WASHINGTON — An active ingredient in a new heart-failure drug tailored for blacks can increase the risk of developing a form of lupus, a debilitating disease that strikes black women in disproportionately high numbers.

BiDil was officially launched yesterday by NitroMed of Lexington, Mass., as the first drug intended for use by patients in a particular ethnic group. The Food and Drug Administration approved it June 23.

But one of its two key ingredients, a generic compound known as hydralazine hydrochloride, long has been known to cause lupus in some patients, according to FDA documents and interviews with doctors.

One in every 250 black women has lupus, a painful immune-system disorder. Black women are three times more likely to get lupus than white women. Blacks are also more likely than whites to develop congestive heart failure, a weakening of the heart that impairs its ability to pump blood. Heart-failure death rates for black women are nearly twice as high as for white women.
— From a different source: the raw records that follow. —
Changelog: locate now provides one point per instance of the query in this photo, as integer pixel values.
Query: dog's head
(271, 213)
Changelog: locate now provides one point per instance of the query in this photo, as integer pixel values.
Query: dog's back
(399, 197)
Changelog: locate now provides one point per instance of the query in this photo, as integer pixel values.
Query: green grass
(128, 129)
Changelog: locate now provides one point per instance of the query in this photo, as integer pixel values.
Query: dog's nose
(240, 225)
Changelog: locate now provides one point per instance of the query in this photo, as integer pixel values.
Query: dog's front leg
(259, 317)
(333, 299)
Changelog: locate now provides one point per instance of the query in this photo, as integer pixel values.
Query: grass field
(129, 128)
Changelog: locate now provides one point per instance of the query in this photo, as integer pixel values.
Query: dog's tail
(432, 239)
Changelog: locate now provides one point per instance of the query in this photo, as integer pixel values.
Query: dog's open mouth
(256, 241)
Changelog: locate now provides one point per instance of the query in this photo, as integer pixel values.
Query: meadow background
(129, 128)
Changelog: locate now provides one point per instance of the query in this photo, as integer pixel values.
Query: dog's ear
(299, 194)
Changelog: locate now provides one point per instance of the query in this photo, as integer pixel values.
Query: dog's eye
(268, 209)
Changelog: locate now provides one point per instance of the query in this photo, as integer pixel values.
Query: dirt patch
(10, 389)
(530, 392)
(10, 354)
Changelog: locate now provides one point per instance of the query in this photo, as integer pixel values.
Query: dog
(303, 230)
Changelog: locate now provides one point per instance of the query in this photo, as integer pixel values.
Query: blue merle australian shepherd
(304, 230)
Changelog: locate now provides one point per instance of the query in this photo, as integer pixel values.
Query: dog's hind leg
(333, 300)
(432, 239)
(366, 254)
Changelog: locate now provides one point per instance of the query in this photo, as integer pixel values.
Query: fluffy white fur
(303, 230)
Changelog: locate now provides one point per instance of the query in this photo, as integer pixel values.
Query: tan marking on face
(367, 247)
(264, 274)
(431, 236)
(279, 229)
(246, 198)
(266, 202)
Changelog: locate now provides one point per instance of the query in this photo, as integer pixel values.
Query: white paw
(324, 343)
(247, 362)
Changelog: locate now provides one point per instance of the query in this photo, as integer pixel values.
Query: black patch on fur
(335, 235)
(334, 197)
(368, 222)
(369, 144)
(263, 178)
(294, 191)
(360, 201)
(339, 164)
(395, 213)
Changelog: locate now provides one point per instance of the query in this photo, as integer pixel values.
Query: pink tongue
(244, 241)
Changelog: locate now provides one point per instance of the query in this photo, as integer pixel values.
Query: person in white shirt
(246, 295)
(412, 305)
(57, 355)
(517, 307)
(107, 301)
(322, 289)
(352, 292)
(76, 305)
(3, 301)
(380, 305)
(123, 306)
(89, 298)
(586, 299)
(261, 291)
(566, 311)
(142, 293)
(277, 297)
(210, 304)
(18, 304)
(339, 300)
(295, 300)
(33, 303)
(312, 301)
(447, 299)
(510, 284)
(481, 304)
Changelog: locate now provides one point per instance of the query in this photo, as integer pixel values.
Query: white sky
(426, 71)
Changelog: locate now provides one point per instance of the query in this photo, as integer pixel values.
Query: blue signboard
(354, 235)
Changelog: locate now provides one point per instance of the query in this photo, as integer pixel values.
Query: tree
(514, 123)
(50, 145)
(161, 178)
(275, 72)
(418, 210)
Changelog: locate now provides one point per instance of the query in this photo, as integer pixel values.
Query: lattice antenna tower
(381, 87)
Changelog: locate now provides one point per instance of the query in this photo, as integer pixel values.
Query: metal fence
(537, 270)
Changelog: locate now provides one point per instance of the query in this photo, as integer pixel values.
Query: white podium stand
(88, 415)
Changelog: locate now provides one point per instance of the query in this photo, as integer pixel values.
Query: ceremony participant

Several cardiologists and lupus specialists agree that the benefits of BiDil appear to clearly outweigh its risks, since heart failure is much more serious than lupus. But some question why FDA-approved prescribing information for BiDil fails to recommend that patients taking the drug get routine blood tests for lupus.

Such tests are recommended for patients taking the generic form of the ingredient in BiDil, hydralazine, when it is prescribed separately.

"I would have rather the product [literature] say that people should have testing every six months," said Dr. Jonathan Sackner-Bernstein, director of clinical research in the heart-failure center at North Shore University Hospital on Long Island, N.Y. He was a member of the FDA advisory panel that voted unanimously to recommend BiDil's approval.

An FDA spokeswoman said the agency stands by its decision. She suggested that decisions about testing are best left to individual doctors.

For some patients, a lack of regular testing could prove hazardous, another physician said.

Dr. Daniel Wallace, a lupus specialist at Cedars-Sinai Medical Center in Los Angeles, said it could backfire on patients who conscientiously take the BiDil but tend to shrug off joint pains, fever and other flulike symptoms that could indicate lupus.

"The problem is going to be the patient who takes the drug as directed and doesn't make the connection," Wallace said. "They'll keep taking the medicine and won't call the doctor." A blood test for lupus antibodies costs about $30, he said.

Doctors should tell patients in advance of the lupus risk, said Wallace, adding, "it's probably good medicine to be tested twice a year."

Indeed, regular testing is recommended in FDA-approved prescribing information for the generic form of hydralazine. It says patients taking the generic should be tested for lupus antibodies before starting on the drug, and "periodically" thereafter.

The prescribing information, also known as the drug "label," guides doctors on how to use a medication and prevent unwanted side effects.

However, prescribing information for BiDil only calls for such testing if a doctor suspects a patient has symptoms of lupus.